# I'd like to introduce myself



## RFB (Feb 16, 2008)

Hello everyone, 
I am just coming back to Kempo after a long hiatus. My MA history is as follows:
01/80 Started Kempo at FVUSSD in Wakefield, MA (I forget who ran school but my primary instructor was Pat Hayes)

12/80 switched to FVUSSD in Peabody, MA under Cal Carozzi

01/84 Awarded Brown Belt.

1985/1986 switched to Shorinji-Ryu Karatedo at Shodokan in Salem, MA under Mr Black and Mr Campizzi

5/86 Awarded 5th Kyu in Shorinji-Ryu

??/88 While in military took another style that I can not remember for a few months in Tacoma WA.

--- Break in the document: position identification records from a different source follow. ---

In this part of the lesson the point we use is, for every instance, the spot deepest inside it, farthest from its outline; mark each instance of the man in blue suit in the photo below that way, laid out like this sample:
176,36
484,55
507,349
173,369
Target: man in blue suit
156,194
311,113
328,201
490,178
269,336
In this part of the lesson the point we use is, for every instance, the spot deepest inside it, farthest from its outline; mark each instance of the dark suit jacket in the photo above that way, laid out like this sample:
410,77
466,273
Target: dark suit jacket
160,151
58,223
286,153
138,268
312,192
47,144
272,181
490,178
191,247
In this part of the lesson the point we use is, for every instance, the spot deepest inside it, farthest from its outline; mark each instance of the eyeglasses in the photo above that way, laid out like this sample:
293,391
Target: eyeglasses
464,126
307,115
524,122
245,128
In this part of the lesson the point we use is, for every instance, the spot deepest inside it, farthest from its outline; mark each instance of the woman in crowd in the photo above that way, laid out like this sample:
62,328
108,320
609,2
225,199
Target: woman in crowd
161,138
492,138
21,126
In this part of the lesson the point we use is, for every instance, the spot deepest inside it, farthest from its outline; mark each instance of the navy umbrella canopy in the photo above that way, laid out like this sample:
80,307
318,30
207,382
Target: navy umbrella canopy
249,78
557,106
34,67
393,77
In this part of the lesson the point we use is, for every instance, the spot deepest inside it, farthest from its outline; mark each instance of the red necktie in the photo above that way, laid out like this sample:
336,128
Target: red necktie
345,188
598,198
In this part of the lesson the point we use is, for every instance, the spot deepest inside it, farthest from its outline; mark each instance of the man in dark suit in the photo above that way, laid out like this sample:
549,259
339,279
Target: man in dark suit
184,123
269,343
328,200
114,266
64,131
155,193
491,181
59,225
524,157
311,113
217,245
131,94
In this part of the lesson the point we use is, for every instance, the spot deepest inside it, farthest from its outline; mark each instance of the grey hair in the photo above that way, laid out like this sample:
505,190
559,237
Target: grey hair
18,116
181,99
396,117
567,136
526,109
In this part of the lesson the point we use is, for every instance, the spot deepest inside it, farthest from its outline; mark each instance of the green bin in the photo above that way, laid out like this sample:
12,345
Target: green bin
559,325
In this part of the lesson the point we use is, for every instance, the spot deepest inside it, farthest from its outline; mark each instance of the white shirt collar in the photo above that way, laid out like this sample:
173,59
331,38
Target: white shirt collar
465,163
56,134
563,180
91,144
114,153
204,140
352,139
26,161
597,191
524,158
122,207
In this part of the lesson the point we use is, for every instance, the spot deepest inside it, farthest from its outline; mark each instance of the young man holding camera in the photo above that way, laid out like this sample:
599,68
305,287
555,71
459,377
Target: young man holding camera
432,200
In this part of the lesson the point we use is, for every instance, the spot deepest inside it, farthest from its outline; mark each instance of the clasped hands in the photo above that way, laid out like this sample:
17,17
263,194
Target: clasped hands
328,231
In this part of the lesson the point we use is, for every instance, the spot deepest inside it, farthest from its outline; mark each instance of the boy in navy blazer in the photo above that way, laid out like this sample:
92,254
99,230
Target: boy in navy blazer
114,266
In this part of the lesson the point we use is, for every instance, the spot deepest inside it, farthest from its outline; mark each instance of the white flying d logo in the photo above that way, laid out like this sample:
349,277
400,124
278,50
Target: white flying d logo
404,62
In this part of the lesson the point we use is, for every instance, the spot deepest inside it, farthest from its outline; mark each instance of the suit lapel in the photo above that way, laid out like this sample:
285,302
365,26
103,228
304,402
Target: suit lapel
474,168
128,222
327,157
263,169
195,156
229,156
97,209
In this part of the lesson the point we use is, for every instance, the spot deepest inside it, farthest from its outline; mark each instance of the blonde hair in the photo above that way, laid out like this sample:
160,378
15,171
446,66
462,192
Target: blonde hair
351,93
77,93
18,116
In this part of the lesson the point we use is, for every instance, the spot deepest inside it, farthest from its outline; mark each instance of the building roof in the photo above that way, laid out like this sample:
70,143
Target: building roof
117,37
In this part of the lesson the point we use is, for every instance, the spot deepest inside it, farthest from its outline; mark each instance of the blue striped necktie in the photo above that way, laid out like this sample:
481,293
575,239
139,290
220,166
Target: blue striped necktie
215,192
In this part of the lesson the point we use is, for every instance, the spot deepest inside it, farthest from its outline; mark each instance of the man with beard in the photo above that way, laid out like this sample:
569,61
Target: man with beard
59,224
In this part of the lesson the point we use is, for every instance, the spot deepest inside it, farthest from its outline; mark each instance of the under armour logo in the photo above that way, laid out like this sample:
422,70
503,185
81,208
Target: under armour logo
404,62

1993 Started Kempo again at Saugus karate in Saugus, MA under Sam Biancuzzo and Jason Scaduto. Then stopped again later due to family, work, money etc..

Present just started training again at Saugus Karate and am loving it. It is like finding an old friend and feeling like your friendship never missed a beat.

Well thats me in a nutshell. looking forward to meeting everyone. 

BTW anyone ever hear of Pat Hayes or know whatever became of her she was a great instructor.

RFB


----------



## Kacey (Feb 16, 2008)

First, welcome, and happy posting!  :wavey:

Second, have you considered posting this in *Meet & Greet *as well?

Sorry I can't help with your question - I'm in TKD, rather than Kempo - but good luck in your search!


----------



## RFB (Feb 16, 2008)

Thanks I'll do that

RFB


----------



## shudokan-RN (Feb 16, 2008)

wlecome to M.T.
you will spend many pleasureable hours here

Marci


----------



## Drac (Feb 17, 2008)

Greetings and Welcome to MT...


----------



## terryl965 (Feb 17, 2008)

Welcome and enjoy


----------



## IWishToLearn (Feb 18, 2008)

Welcome!


----------



## 14 Kempo (Feb 18, 2008)

Welcome to MartialTalk ... enjoy!

When there is too much to practice, work on the stuff you don't like, or the stuff you don't feel you are as good at. It's easy to practice the stuff that we like, whether it be a form, combination, technique, whatever ... if we like it, it's easy to practice. Work on the stuff that you don't like, pretty soon, it too will become easy, then you can move on.


----------



## masherdong (Feb 18, 2008)

Hello and welcome to MT!


----------